Ten sites were examined, including Dunfermline, Little Raith near Lochgelly and Griffin, which lies in Perthshire between Dunkeld and Aberfeldy.
The Fife sites combined have 24,000 people living nearby.
On its website, ClimateXChange said: “Wind farm applications are required to go through a rigorous planning process, including assessment of their potential environmental impacts.
“However, to date, little research has been done to compare the impacts of wind farms as predicted during the planning process and their actual impacts once operational.
“The Scottish Government has asked ClimateXChange to manage a research project looking at whether the impacts predicted by developers in documentation submitted with their planning applications are consistent with the impacts experienced once the wind farm is operating.”
The statement said the windfarms’ operational impacts will be measured through field assessments and local resident surveys.
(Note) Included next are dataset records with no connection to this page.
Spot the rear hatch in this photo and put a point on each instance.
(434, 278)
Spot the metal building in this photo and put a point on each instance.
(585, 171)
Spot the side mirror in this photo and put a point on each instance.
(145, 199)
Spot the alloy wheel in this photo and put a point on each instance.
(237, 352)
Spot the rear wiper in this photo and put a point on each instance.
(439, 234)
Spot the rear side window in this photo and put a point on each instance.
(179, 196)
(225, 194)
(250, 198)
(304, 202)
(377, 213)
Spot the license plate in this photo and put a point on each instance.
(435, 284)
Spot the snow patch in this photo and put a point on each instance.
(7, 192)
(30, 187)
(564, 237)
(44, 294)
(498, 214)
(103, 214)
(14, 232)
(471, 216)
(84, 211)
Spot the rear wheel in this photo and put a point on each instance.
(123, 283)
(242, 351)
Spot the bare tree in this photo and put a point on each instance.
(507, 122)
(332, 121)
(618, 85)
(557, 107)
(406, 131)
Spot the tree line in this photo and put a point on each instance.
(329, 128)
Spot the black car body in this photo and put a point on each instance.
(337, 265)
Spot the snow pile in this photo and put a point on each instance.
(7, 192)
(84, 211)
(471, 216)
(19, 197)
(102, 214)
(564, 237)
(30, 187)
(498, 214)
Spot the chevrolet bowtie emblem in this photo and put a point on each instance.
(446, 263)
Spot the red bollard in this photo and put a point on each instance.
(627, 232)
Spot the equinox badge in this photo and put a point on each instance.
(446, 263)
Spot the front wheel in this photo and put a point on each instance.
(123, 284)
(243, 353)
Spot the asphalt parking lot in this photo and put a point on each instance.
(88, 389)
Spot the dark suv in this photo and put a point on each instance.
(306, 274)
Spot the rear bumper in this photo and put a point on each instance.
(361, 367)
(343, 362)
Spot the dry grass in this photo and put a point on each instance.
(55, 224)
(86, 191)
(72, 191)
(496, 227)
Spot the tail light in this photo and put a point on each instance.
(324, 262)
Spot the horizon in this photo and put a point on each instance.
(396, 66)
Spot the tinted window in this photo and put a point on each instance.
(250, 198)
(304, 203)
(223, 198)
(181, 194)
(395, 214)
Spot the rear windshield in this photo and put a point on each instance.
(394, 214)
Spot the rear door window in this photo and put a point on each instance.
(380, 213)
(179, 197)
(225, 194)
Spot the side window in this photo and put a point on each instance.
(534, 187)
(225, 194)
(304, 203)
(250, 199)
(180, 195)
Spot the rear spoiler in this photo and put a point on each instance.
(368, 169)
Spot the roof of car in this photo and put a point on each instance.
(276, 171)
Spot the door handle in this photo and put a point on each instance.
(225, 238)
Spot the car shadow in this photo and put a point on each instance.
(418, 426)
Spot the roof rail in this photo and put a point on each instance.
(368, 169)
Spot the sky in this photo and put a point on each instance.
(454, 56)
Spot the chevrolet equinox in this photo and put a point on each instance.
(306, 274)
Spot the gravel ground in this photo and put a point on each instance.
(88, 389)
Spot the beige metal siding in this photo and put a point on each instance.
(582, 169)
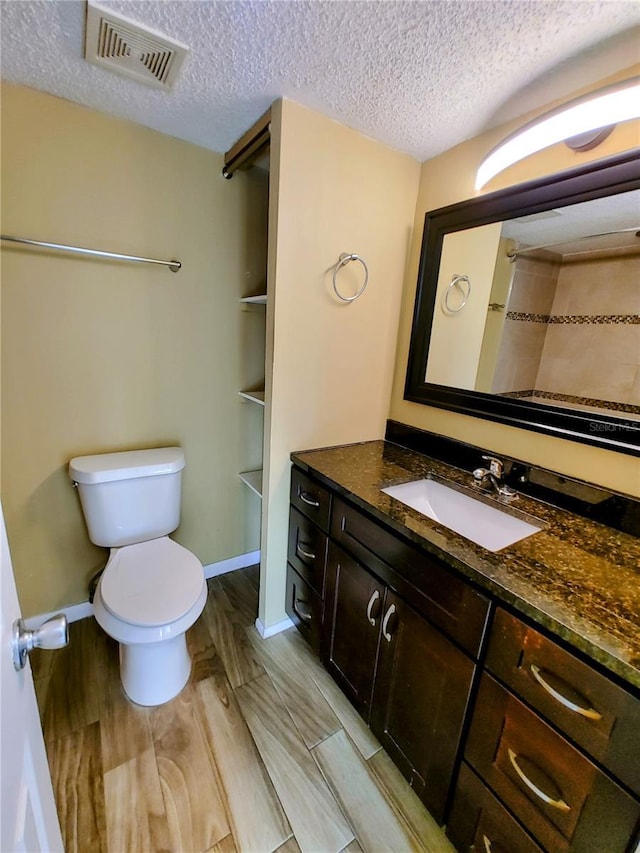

Its results, due to be published this autumn, will inform the Scottish Government on the need for guidance to developers of windfarms on measuring potential impacts and how this should be communicated to local residents and planning authorities.
Reports suggested around 2,000 questionnaires had been sent to residents across the country.
Other sites identified are Achany in Sutherland, Baillie near Thurso, Dalswinton in Dumfriesshire, Drone Hill near Coldingham, Berwickshire, Hadyard Hill in Ayrshire, Neilston in Refrewshire and West Knock near Aberdeenshire’s Stuartfield.
Ex-Army captain Andrew Vivers says he has suffered from headaches, dizziness, tinnitus, raised blood pressure and disturbed sleep since Ark Hill wind farm was built near his home in Glamis.
The 59-year-old has also raised concerns about an “acknowledged and unexpected increase” of these symptoms in Dundee following the erection of the Michelin turbines in 2006.
“It is bonkers that infrasound low frequency noise monitoring is not included in any environmental assessments,” he said.
No one from the Scottish Government was available for comment.